More than 49,000 Ontarians are injured or killed in auto accidents every year, according to the Ministry of Transportation. Yet, when settling claims for their injuries, only 500-600 claimants each year receive a structured settlement – periodic payments that provide people with guaranteed, risk-free and tax-free funds to address their medical needs – instead of a lump-sum of cash.

The reason for this discrepancy, as is often the case, is education. Structured settlements have been an option for personal injury claimants in Ontario for over 40 years. Established by the Canada Revenue Agency (CRA), a structured settlement is an annuity that is paid out over a certain period of time which is negotiated by the claimant. A claimant can receive compensation over many years, even decades, as long as it’s more than five years.

“The problem is, structured settlement is not in the lexicon of most average people,” said Brittany Gillingham (pictured), principal at McKellar Structured Settlements Inc. “If you walk up to 100 people on the street and ask them if they’ve ever heard of what a structured settlement it is, most people will not have, or it’ll be something they’ve heard about on a commercial or from a television show. There’s not a good understanding of what a structured settlement is. Even within the personal injury space, there’s a whole group of people representing plaintiffs that don’t quite understand how structured settlements work. Our understanding is that lots of people just aren’t getting this information at that critical point when they need to make a decision about their settlements.”

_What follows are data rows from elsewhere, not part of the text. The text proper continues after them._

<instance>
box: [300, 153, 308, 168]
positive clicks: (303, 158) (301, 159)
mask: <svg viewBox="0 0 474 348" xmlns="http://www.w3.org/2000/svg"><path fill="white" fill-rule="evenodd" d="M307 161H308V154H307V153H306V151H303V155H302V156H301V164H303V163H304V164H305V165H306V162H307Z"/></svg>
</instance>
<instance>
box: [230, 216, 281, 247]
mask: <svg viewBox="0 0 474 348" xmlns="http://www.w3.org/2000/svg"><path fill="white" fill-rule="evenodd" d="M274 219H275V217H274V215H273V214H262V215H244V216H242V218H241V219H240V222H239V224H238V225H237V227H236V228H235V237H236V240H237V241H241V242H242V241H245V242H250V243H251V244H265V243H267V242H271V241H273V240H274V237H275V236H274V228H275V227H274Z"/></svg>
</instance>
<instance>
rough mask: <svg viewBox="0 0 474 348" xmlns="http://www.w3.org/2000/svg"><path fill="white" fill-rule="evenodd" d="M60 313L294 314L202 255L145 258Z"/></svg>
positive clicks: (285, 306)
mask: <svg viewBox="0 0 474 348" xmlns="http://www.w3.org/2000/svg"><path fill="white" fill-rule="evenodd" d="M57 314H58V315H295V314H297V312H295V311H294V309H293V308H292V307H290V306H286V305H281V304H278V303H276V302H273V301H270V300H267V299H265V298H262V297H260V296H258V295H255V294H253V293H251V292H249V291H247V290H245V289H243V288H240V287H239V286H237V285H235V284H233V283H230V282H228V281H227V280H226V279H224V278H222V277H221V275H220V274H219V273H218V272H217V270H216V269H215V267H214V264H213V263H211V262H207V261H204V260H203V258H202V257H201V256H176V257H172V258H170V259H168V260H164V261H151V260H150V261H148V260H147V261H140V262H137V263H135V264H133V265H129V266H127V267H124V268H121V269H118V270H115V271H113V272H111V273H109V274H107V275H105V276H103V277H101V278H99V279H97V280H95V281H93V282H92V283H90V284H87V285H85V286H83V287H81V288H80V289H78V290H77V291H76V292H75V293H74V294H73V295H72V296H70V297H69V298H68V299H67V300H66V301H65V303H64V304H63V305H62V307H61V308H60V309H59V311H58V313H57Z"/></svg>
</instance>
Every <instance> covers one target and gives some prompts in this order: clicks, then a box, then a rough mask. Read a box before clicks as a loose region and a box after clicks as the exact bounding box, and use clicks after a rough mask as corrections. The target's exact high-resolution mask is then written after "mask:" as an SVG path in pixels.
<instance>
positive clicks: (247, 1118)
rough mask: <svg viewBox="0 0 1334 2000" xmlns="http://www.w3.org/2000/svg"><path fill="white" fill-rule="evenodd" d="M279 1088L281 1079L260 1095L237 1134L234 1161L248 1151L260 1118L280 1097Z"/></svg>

The big benefit of a structured settlement is certainty, according to Gillingham. To her knowledge, in structured settlements’ 40-plus year history in Canada, not a single penny of payment has failed to be made under the contract. It is tax-free money that is totally locked in and secured for the claimant. The structure is virtually unlimited in terms of its design. It could be one lump sum payment 20-years in the future, or it could be monthly payments, or lump sums sprinkled throughout the settlement term. The one exchange is that once a structure is put into place, it cannot be changed, cashed in, transferred, invested or used as collateral.

“There’s an extraordinary level of certainty associated with structured settlements in the security of the funds,” Gillingham told Insurance Business. “If somebody has a structured settlement, they have a level of creditor protection, and they can’t lose it in a divorce or in bankruptcy. It’s not an asset of the person receiving the payments; it’s owned by the casualty insurance company [paying the claim]. There are a number of features, safeguards and benefits that are significantly beneficial for people who are catastrophically injured. The obvious [disadvantage] would be that there’s a lack of flexibility in a structured settlement. If, down the road, a claimant wants to access a big whack of money to do something, that wouldn’t be available in a structure if it hadn’t been contemplated when the structure was set up.”